Part 1- Deploy Synapse Apache Spark Pool and install PyPI packages

Azure Synapse Analytics provides powerful Apache Spark pools for big data processing and machine learning workloads. While creating these resources manually through the Azure portal is straightforward, infrastructure as code (IaC) approaches like Bicep provide significant benefits for repeatability, version control, and automation.

🚀 In this post, I’ll walk through how to use Bicep to deploy a Spark pool to an existing Synapse workspace and manage its Python packages.

Prerequisites

Before we begin, make sure you have:

  • An Azure subscription.
  • An existing Azure Synapse Analytics workspace.
  • Azure CLI installed with the latest version.
  • Basic familiarity with Bicep templates.

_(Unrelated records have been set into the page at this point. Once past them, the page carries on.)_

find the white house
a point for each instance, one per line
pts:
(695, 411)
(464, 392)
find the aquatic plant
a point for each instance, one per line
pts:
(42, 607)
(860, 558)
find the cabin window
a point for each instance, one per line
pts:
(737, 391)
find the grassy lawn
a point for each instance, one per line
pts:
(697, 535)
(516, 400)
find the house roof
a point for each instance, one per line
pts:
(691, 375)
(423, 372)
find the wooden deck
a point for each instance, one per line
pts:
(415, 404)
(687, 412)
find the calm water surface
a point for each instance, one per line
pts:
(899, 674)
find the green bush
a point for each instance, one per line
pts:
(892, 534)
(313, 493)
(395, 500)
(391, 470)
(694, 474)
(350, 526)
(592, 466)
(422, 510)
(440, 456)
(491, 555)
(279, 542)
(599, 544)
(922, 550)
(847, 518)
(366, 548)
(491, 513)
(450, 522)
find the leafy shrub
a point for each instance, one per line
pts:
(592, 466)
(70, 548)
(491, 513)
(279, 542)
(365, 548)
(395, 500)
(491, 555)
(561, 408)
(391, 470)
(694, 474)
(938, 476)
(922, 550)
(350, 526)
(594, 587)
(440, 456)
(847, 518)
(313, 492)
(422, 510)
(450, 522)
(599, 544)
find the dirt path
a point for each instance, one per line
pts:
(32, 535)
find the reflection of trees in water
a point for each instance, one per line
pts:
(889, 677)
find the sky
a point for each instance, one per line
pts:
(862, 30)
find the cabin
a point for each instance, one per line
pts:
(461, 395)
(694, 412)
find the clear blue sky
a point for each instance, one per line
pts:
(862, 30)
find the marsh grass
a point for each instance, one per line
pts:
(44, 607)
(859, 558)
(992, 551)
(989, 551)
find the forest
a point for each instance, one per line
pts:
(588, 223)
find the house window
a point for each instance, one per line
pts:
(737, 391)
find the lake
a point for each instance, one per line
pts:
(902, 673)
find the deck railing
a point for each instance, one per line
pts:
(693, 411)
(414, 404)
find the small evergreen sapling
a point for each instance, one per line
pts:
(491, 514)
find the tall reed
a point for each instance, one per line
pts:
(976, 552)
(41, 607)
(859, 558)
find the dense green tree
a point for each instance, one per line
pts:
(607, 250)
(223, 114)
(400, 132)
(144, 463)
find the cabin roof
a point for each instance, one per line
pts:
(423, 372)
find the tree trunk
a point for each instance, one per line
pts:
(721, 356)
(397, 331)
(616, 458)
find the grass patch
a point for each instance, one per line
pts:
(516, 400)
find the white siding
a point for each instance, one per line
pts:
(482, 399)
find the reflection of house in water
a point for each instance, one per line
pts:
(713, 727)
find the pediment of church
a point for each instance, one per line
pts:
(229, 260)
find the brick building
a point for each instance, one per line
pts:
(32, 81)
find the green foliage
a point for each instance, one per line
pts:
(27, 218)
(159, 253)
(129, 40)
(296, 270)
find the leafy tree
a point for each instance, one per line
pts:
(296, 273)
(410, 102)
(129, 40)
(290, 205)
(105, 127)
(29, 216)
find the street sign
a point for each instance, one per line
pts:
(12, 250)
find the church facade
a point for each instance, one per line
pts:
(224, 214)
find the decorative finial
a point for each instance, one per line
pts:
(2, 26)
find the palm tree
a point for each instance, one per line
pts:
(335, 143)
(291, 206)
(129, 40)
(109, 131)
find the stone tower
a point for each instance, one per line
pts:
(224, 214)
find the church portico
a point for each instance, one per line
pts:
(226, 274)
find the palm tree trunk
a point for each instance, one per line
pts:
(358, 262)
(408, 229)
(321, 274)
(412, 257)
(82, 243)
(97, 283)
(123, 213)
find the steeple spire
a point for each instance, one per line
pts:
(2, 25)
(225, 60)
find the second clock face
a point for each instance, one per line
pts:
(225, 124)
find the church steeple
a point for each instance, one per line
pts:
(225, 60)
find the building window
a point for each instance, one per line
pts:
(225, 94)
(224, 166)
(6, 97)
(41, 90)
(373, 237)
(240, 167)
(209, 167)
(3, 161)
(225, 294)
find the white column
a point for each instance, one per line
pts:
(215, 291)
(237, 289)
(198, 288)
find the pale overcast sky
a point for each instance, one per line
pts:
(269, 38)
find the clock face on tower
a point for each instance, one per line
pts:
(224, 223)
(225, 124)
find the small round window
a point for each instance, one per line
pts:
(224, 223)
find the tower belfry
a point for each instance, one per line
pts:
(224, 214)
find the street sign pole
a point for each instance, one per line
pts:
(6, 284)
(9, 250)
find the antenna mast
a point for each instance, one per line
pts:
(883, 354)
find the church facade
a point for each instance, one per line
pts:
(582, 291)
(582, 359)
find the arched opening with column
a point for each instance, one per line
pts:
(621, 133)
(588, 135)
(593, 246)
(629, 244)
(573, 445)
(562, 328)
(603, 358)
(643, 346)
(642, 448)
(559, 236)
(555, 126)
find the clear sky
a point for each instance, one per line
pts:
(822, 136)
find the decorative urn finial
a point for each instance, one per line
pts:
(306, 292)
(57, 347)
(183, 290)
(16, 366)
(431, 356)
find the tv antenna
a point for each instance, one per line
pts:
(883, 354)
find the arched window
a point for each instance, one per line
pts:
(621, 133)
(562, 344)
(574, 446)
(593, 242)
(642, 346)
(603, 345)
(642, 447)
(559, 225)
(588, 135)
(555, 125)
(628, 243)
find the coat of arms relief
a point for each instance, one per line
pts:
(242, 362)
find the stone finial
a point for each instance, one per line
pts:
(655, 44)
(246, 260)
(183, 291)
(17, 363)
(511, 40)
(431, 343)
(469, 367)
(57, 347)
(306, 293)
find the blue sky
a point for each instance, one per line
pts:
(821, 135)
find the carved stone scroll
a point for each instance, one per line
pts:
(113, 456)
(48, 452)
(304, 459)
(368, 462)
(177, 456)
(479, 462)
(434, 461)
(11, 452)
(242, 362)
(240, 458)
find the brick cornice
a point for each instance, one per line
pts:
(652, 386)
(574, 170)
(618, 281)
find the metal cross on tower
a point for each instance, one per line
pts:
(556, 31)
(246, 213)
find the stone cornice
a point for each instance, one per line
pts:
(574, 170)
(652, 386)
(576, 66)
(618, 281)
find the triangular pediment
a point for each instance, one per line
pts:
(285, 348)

Synapse Spark Pools Package Management

Spark pools in Azure Synapse provide a serverless Spark environment for big data processing. Some key points to understand:

  • Spark pools are billed based on vCore-hours used.
  • You need package from public registry which is not available on Azure Synapse Runtime for Apache Spark default packages.
  • They support various node sizes and auto-scaling configurations.
  • Custom libraries can be installed at the pool level or session level. The change of session-level libraries isn’t persisted between sessions.
  • Library management is crucial for maintaining consistency across environments

Libraries provide reusable code that you might want to include in your programs or projects for Apache Spark in Azure Synapse Analytics (Azure Synapse Spark).

You might need to update your serverless Apache Spark pool environment for various reasons. For example, you might find that:

  • One of your core dependencies released a new version.
  • You need an extra package for training your machine learning model or preparing your data.
  • A better package is available, and you no longer need the older package.
  • Your team has built a custom Python .whl package that you need available in your Apache Spark pool.

There are two primary ways to install a library on a Spark pool:

  1. Install a workspace library that’s been uploaded as a workspace package.
  2. To update Python libraries, provide a requirements.txt or Conda environment.yml environment specification file to install packages from repositories like PyPI or Conda-Forge.

Next I’ll show you how to manage Python libraries that your Sparkpool loads from PyPI using the requirements.txt and Bicep template.

Spark Pool Bicep Template

Below is a snippet from a Bicep template that deploys a Spark pool to an existing Synapse workspace and configures what PyPI libraries it will have available for developer (you can find the complete templates at the end of the post).

// For brevity, only the parameters relevant to library requirements are included.
param workspaceName string
param name string
// library requirements - by default loads the content from requirements.txt in the same folder.
param libraryRequirements object = {
  filename: 'requirements.txt'
  content: loadTextContent('./requirements.txt')
}

// Existing parent workspace resource
resource workspace 'Microsoft.Synapse/workspaces@2021-06-01' existing = {
  name: workspaceName
}

// Create Apache Spark Pool
resource bigDataPool 'Microsoft.Synapse/workspaces/bigDataPools@2021-06-01' = {
  name: name
  parent: workspace
  location: resourceGroup().location
  properties: {
    libraryRequirements: libraryRequirements
    // Other required properties omitted for brevity
  }
}

modules/synapse/big-data-pools/main.bicep

This template creates a Spark pool with auto-scaling enabled and a few common Python libraries specified directly in the template.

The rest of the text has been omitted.